Top 10 lists in Excel with Pivot Tables

Ideal tool for this kind of analysis in Excel are Pivot Tables.

We start by selecting our data and creating a new pivot table:

top 10s in Excel_PivotTable insert

As we are interested in top invoices, we drag the invoice filed to Rows, and we drag the EUR amount to Values. There are multiple options available on how to show values here, but for our purposes Sum of EUR amount, the default one, is suitable:

top 10s in Excel_PivotTable select Rows and Values

Next, we sort our Row Labels descending, by the Sum of EUR amount:

top 10s in Excel_PivotTable sort descending

Then, we filter our Row Labels with Top 10 filter, by Sum of EUR amount:

top 10s in Excel_PivotTable filter top ten by Sum

This is our result:

top 10s in Excel_PivotTable unique result

Note that actually top 11 invoices are on this list, as 11th largest invoice is in the same amount as the 10th largest invoices.
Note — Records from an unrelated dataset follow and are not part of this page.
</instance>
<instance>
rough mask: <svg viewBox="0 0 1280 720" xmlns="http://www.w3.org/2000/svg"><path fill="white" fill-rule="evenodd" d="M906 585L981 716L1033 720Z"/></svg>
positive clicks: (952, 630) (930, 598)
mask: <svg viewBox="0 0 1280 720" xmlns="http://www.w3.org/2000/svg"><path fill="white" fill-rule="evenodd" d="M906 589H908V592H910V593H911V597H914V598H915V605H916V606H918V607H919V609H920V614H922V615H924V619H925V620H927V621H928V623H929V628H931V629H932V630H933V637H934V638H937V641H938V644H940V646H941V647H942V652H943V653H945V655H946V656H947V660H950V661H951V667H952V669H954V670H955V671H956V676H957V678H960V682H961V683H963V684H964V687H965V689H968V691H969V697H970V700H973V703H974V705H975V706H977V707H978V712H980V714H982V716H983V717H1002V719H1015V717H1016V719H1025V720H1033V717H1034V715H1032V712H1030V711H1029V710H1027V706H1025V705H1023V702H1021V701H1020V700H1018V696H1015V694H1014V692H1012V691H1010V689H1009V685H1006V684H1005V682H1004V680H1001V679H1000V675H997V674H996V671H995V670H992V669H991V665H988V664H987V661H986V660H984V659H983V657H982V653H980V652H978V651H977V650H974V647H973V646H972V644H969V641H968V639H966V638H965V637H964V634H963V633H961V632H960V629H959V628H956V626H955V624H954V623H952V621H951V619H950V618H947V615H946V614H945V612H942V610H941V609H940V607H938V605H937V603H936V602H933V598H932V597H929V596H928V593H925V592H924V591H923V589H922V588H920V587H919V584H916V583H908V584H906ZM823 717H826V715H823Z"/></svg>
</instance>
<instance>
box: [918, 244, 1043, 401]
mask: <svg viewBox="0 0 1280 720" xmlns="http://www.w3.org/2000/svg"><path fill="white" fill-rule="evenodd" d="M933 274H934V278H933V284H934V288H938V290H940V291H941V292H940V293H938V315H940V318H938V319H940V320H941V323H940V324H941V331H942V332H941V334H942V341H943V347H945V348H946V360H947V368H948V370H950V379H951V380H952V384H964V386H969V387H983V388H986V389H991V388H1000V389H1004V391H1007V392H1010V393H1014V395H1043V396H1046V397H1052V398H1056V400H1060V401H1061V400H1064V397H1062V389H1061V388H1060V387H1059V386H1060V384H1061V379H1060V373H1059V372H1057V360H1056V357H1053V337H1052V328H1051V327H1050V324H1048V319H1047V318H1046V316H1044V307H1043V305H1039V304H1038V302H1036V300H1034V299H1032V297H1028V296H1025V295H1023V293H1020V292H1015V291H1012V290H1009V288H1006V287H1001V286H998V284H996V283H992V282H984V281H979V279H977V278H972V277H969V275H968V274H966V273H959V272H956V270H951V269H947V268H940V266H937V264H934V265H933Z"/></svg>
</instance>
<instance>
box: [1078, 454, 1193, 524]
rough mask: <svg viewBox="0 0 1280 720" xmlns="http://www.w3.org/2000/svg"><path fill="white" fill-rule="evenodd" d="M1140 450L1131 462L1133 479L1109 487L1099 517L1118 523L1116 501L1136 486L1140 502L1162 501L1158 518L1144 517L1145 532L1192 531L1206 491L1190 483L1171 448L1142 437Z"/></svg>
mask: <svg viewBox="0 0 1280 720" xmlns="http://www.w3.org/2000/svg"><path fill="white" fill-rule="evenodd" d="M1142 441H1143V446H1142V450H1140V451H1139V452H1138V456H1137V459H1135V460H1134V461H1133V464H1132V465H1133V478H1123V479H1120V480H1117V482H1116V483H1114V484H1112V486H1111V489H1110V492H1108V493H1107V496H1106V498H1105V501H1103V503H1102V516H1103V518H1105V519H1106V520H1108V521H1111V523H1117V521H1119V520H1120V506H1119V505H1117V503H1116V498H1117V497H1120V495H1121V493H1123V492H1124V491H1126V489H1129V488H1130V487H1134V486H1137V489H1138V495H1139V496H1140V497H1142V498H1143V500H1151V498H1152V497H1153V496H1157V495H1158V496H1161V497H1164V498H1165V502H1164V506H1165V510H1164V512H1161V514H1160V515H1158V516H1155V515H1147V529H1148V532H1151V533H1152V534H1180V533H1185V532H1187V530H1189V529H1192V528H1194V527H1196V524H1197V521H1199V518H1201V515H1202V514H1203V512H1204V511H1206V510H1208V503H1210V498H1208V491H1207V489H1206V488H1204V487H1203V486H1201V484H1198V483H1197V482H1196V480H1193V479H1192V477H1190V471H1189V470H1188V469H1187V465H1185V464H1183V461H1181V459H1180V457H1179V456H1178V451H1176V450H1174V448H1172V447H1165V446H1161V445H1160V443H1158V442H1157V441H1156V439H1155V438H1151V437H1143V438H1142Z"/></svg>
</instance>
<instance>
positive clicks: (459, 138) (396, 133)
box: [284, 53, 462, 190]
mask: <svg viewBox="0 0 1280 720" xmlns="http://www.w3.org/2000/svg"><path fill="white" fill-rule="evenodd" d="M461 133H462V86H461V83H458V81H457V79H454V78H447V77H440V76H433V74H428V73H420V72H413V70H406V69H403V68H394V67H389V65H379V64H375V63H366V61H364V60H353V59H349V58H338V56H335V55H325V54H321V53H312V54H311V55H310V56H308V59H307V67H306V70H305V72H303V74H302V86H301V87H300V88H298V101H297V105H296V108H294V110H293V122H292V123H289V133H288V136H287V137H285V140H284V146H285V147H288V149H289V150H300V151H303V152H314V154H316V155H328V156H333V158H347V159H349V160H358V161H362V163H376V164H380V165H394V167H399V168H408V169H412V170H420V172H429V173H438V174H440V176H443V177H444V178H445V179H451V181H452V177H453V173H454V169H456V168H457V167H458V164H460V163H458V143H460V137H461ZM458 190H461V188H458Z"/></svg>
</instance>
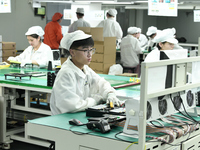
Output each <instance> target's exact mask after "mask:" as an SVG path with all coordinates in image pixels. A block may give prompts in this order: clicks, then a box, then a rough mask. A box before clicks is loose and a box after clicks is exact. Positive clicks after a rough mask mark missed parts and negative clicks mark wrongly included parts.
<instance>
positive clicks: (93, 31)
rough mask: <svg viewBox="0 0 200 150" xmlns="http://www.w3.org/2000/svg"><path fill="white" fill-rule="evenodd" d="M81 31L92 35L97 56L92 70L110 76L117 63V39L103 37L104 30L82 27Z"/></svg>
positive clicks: (91, 61)
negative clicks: (95, 48) (113, 65)
mask: <svg viewBox="0 0 200 150" xmlns="http://www.w3.org/2000/svg"><path fill="white" fill-rule="evenodd" d="M79 30H82V31H84V32H85V33H86V34H90V35H92V38H93V40H94V48H96V51H95V54H94V55H93V56H92V61H91V63H90V65H89V66H90V68H92V69H93V70H94V71H95V72H96V73H100V74H108V71H109V68H110V66H112V65H113V64H115V63H116V37H103V28H89V27H80V28H79Z"/></svg>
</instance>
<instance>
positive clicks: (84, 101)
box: [50, 30, 121, 115]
Note also that our invoice numbers are not sorted, and can’t be sorted, by invoice number.

Using the same principles, it is also easy to generate our Top 10 users list:

top 10s in Excel_PivotTable non unique result

Pivot Tables also enable us to quickly do more.

For example, if we want to include invoices to our users list, we can show invoices billed to our top users by dragging the invoice filed under the user field in Rows area:

top 10s in Excel_PivotTable multiple rows fields result

This can also be further expanded, with pivot tables offering wide range of possibilities, such as filtering top 10% of items, filtering items greater, equal to or smaller than certain amount, counting, averaging, and more.